Это было фламандское сукно. Плотное, тяжелое, способное защитить от любого ветра.
Но цвет…
Это был не красный. Красный — это для девок на гуляниях.
Это был цвет густого, старого вишневого сока. Цвет церковного вина. Цвет венозной крови. Глубокий, сложный бордовый оттенок, который в полутьме казался почти черным, а на свету вспыхивал благородным, царским багрянцем.
— Огонь-ткань, — неожиданно уважительно проскрипел подошедший хозяин лавки (сам купец), отодвинув локтем ленивого приказчика. Он чуял деньги лучше, чем его холоп. — Только смелая баба такое наденет. Или боярыня высокого роду. Не слишком ли ярко для вдовы?
Марина приложила ткань к лицу, глядя в мутное медное зеркальце на прилавке.
Бледная кожа, темные глаза и этот глубокий, винный фон.
Она увидела в отражении не замученную беженку, а Королеву Зимы.
На белом снегу этот силуэт будет смотреться как вызов. Как знамя. Как капля крови на молоке.
«Синий — это чтобы спрятаться, — подумала она. — А я больше не прячусь. Я хочу, чтобы меня видели. Я — Черное Солнце в вишневой оправе».
— Яркость — это не грех, купец, — тихо сказала она, поглаживая плотный ворс. — Яркий цветок пчелу издалека манит.
Она повернулась к Дуняше, которая смотрела на ткань, открыв рот.
— Берем. Весь отрез.
— И тесьму, — добавила Марина, указывая на катушку золотного галуна — тусклого, не кричащего золота. — Пустим по вороту и рукавам. Золото на вишневом… Это будет выглядеть не «богато». Это будет выглядеть царственно.
Она высыпала на прилавок серебро. Тяжелые, холодные монеты легли на теплое вишневое сукно.
Это была цена хорошей коровы, отданная за право не быть серой мышью.

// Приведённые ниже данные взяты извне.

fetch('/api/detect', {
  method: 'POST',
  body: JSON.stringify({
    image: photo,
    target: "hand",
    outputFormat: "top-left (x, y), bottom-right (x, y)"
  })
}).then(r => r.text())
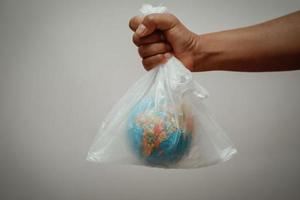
top-left (129, 13), bottom-right (199, 71)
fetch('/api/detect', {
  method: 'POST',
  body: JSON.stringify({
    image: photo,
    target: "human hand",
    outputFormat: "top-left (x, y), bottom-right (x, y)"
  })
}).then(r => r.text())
top-left (129, 13), bottom-right (199, 71)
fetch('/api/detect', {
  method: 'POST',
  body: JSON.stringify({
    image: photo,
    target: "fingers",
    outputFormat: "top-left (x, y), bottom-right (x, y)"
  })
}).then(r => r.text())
top-left (129, 16), bottom-right (143, 31)
top-left (138, 42), bottom-right (172, 58)
top-left (132, 31), bottom-right (165, 47)
top-left (134, 13), bottom-right (179, 37)
top-left (143, 53), bottom-right (171, 71)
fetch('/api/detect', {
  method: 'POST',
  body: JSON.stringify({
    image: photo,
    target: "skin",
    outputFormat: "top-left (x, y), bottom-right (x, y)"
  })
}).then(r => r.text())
top-left (129, 11), bottom-right (300, 72)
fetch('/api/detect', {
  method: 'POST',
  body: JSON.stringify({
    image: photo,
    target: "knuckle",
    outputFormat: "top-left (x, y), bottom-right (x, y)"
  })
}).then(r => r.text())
top-left (132, 34), bottom-right (140, 46)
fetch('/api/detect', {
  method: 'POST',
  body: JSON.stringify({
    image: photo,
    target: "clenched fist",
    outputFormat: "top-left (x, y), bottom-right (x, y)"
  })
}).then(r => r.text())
top-left (129, 13), bottom-right (198, 71)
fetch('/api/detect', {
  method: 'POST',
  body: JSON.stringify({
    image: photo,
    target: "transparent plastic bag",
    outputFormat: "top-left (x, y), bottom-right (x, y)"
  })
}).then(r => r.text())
top-left (87, 5), bottom-right (237, 168)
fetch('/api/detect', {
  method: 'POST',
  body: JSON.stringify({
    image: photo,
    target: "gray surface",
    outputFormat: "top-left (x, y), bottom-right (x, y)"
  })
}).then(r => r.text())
top-left (0, 0), bottom-right (300, 200)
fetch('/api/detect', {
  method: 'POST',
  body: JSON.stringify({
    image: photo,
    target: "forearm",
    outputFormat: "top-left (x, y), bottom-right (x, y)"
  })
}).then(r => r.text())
top-left (194, 11), bottom-right (300, 71)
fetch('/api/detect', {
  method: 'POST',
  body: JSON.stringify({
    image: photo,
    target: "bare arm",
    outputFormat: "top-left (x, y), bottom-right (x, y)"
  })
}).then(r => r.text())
top-left (130, 11), bottom-right (300, 72)
top-left (195, 11), bottom-right (300, 71)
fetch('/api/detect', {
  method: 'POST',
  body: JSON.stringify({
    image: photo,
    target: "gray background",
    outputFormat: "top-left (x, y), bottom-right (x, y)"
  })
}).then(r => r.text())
top-left (0, 0), bottom-right (300, 200)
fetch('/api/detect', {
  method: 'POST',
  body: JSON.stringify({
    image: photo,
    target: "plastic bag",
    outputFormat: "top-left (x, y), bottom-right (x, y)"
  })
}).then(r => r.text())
top-left (87, 5), bottom-right (237, 168)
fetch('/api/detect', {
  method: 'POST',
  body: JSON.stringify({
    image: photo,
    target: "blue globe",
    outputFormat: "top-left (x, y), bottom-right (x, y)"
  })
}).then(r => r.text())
top-left (127, 98), bottom-right (192, 167)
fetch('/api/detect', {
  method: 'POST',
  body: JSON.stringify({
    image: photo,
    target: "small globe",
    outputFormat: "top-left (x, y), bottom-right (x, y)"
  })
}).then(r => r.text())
top-left (128, 98), bottom-right (192, 166)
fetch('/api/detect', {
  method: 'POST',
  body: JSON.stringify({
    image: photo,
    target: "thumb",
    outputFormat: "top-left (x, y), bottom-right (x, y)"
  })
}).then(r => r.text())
top-left (136, 13), bottom-right (179, 37)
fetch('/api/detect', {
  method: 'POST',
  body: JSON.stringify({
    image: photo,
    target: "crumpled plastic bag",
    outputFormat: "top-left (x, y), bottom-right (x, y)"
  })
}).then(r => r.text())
top-left (87, 5), bottom-right (237, 168)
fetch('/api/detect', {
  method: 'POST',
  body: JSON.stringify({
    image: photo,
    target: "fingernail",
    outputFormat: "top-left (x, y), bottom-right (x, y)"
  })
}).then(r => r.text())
top-left (164, 53), bottom-right (172, 59)
top-left (135, 24), bottom-right (146, 36)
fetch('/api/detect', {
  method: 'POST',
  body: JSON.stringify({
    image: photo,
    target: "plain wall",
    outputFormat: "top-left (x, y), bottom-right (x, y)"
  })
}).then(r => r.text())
top-left (0, 0), bottom-right (300, 200)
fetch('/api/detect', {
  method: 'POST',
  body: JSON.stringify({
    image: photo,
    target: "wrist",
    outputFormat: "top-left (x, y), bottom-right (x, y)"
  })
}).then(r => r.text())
top-left (193, 34), bottom-right (220, 72)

— Режь, купец. И не жалей. — Марина отсчитала деньги, не дрогнув.
Дальше они нашли мастерскую портного.
Мастер Изяслав — сухой, желчный старичок в очках с треснутой линзой, похожий на нахохлившегося кузнечика — долго смотрел на ткань. Потом на Марину.
— Шубу крыть будем? Или летник шить, до пят? — спросил он скрипуче.

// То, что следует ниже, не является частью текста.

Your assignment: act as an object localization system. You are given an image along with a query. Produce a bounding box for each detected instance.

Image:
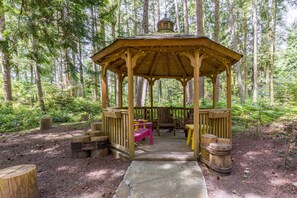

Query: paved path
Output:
[114,161,208,198]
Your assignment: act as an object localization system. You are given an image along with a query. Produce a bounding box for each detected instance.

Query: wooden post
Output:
[226,65,232,139]
[149,79,155,122]
[126,48,134,159]
[226,66,231,109]
[101,64,107,109]
[184,49,204,159]
[122,48,145,160]
[183,82,187,126]
[118,73,124,108]
[212,74,218,109]
[193,50,201,159]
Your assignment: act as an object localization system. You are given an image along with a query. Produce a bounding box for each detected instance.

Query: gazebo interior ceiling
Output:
[92,34,242,78]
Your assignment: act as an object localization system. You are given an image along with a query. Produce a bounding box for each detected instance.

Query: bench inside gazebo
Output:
[92,20,242,159]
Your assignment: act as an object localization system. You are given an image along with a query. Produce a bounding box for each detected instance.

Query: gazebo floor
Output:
[135,130,195,161]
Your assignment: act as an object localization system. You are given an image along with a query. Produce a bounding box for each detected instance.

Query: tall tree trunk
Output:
[229,1,245,103]
[270,0,277,105]
[253,0,258,102]
[34,63,45,112]
[91,6,98,100]
[174,0,180,33]
[0,0,12,101]
[214,0,220,101]
[183,0,189,34]
[117,0,122,37]
[78,42,86,98]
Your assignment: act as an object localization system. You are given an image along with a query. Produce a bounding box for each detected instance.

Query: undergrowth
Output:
[0,94,101,132]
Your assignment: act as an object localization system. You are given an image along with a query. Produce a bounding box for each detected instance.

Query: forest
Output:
[0,0,297,132]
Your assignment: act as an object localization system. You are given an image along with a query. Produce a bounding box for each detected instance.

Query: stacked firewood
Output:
[71,122,109,158]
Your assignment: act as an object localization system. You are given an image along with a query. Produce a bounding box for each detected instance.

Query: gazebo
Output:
[92,20,242,159]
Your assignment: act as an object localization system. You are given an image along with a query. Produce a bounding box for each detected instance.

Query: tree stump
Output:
[40,118,52,130]
[91,136,108,158]
[91,122,102,131]
[0,164,39,198]
[71,135,90,159]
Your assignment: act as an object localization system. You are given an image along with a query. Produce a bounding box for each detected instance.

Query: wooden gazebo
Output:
[92,28,242,159]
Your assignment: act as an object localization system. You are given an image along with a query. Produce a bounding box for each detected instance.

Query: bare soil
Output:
[202,121,297,198]
[0,121,297,198]
[0,125,130,198]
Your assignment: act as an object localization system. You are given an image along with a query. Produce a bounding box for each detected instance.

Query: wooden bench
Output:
[134,122,153,144]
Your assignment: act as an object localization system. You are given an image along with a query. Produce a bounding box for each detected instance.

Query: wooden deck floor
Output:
[135,130,194,161]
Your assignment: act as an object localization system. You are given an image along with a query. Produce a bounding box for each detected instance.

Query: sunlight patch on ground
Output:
[160,164,172,170]
[269,178,291,186]
[86,169,108,179]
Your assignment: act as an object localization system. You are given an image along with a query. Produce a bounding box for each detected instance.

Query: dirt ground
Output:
[201,121,297,198]
[0,126,130,198]
[0,121,297,198]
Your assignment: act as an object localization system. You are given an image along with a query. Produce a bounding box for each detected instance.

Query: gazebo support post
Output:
[101,63,108,109]
[118,73,124,108]
[211,74,218,109]
[179,78,190,132]
[121,48,145,160]
[226,65,232,139]
[149,79,155,122]
[184,49,205,159]
[126,48,134,160]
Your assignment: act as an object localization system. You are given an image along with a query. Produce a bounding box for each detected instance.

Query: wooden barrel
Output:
[209,142,232,174]
[218,138,231,144]
[88,131,105,137]
[71,135,90,159]
[0,164,39,198]
[91,122,102,131]
[201,134,218,161]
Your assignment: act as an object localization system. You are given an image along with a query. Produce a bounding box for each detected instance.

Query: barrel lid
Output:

Марина достала кусок бересты и уголек.
— Нет, мастер. Мы будем шить телогрею. Но по-моему.
Она набросала эскиз прямо на бересте.
Это был не традиционный «мешок» (широкий балахон, скрывающий фигуру). Это был гибрид русского опашня и делового жакета.

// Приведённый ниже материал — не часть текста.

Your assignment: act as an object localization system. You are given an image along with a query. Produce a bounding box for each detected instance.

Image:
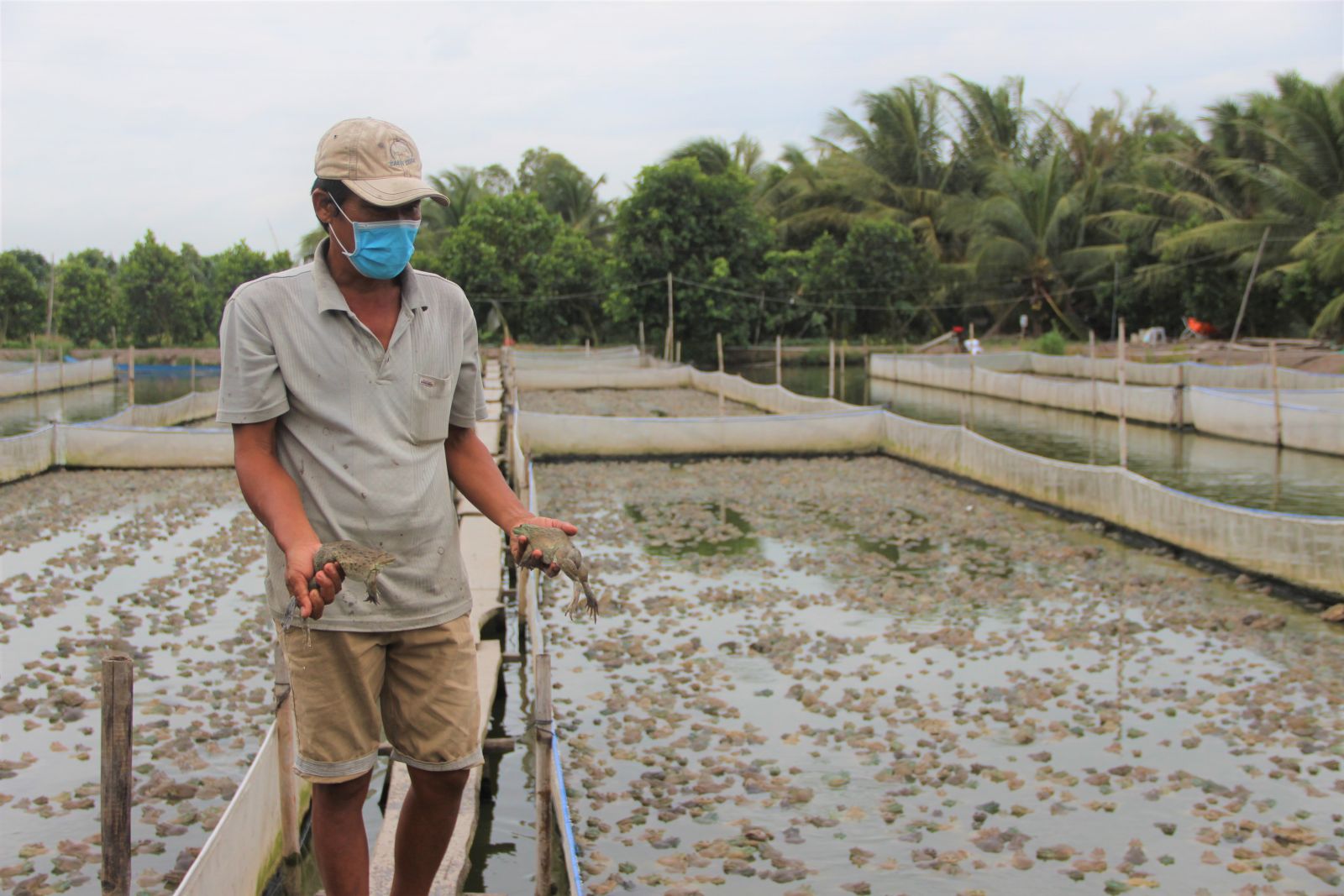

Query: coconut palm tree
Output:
[949,152,1126,338]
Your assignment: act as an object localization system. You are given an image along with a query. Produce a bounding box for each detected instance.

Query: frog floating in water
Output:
[513,522,598,622]
[281,542,396,630]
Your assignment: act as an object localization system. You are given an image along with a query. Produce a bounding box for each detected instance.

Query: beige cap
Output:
[313,118,448,206]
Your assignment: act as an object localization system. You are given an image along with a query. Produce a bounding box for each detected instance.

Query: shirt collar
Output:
[313,237,428,314]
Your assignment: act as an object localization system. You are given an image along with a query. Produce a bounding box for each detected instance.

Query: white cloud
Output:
[0,2,1344,254]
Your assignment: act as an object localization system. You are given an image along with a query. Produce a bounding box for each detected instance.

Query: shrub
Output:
[1037,329,1068,354]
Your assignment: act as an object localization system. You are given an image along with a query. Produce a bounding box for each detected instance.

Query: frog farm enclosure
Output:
[0,357,1344,896]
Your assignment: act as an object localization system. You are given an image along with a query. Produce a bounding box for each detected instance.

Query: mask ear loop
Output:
[317,193,359,258]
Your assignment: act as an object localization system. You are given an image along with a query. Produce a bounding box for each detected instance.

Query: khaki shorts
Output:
[280,614,482,784]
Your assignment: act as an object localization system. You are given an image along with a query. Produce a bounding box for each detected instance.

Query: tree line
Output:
[0,72,1344,352]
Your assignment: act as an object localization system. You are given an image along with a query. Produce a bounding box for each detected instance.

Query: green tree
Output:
[532,228,612,343]
[7,249,51,291]
[424,193,563,322]
[954,153,1126,338]
[831,220,937,336]
[117,231,200,345]
[517,146,612,239]
[606,159,774,348]
[55,258,123,345]
[0,250,47,341]
[200,239,291,333]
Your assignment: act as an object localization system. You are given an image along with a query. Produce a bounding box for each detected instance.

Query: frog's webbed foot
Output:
[564,579,598,622]
[564,579,596,622]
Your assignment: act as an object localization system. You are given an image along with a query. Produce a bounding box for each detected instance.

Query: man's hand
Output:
[504,516,580,579]
[285,542,345,619]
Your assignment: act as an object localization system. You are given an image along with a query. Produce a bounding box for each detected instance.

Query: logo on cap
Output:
[387,139,415,168]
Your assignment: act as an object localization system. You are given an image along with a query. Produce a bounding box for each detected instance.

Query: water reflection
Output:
[869,380,1344,516]
[0,364,219,437]
[731,364,1344,516]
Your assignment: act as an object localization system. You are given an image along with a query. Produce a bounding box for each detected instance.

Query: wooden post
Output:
[1268,338,1284,448]
[840,340,849,401]
[1172,361,1185,430]
[533,652,554,896]
[1087,329,1097,417]
[271,637,302,896]
[47,253,56,338]
[1227,227,1268,345]
[1116,317,1129,468]
[827,340,836,398]
[517,565,528,654]
[98,652,136,896]
[663,271,676,361]
[714,333,724,417]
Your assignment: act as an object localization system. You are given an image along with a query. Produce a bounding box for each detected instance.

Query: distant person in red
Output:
[1185,317,1218,338]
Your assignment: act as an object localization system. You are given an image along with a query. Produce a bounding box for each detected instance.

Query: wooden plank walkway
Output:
[370,361,504,896]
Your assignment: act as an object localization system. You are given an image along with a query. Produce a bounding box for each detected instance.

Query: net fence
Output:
[516,354,1344,592]
[869,352,1344,455]
[0,391,225,482]
[0,358,116,398]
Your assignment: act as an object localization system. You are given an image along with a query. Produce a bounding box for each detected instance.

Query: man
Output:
[218,118,575,896]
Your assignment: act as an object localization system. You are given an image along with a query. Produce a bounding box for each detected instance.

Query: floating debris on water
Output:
[535,458,1344,894]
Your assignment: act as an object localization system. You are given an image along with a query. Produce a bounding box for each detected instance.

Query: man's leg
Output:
[391,766,470,896]
[313,771,372,896]
[381,614,481,896]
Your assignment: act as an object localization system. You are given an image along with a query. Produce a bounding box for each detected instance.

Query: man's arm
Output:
[444,426,578,576]
[234,418,341,619]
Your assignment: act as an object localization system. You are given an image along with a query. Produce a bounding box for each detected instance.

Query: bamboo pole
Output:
[840,340,849,401]
[533,652,554,896]
[271,636,302,896]
[663,271,676,361]
[827,340,836,398]
[1087,329,1097,417]
[1227,227,1268,345]
[98,652,136,896]
[517,572,528,656]
[1116,317,1129,468]
[714,333,724,417]
[1268,338,1284,448]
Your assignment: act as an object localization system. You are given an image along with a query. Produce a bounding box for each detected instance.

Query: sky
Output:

Приталенный силуэт. Узкие рукава (чтобы удобно было работать у печи, не макая манжеты в соус), расширяющиеся только к кисти. Высокий воротник-стойка, чтобы закрыть шею от сквозняков и любопытных глаз.
Изяслав снял очки, протер их полой рубахи.
— Так не носят, — заявил он категорично, тыча пальцем в рисунок. — Баба должна быть как копна. Чтоб тепло, и чтоб брюха не видно, и чтоб солидно. А тут? В обтяжку? Срамота. Все прелести наружу.
— Я не баба, мастер, — жестко сказала Марина, глядя ему в подслеповатые глаза. — Я — Хозяйка Кофейни. Я — лицо своего дела. Мне нужно, чтобы было удобно работать, а не только на лавке сидеть. И мне нужно, чтобы меня узнавали за версту.
Она положила на стол монету сверх цены — «за вредность».
— Шей, Изяслав. Или я пойду к немцам в слободу. Они, говорят, к новизне охотнее.
Старик вздохнул, сгреб монету костлявой рукой и взял мел.
— Ох, грехи наши тяжкие… Талию, говоришь, делать? Ну, вставай на мерку, «лицо». Ужму тебя так, что дышать через раз будешь. Но красиво будет, врать не стану. Сукно больно хорошее… Жалко портить.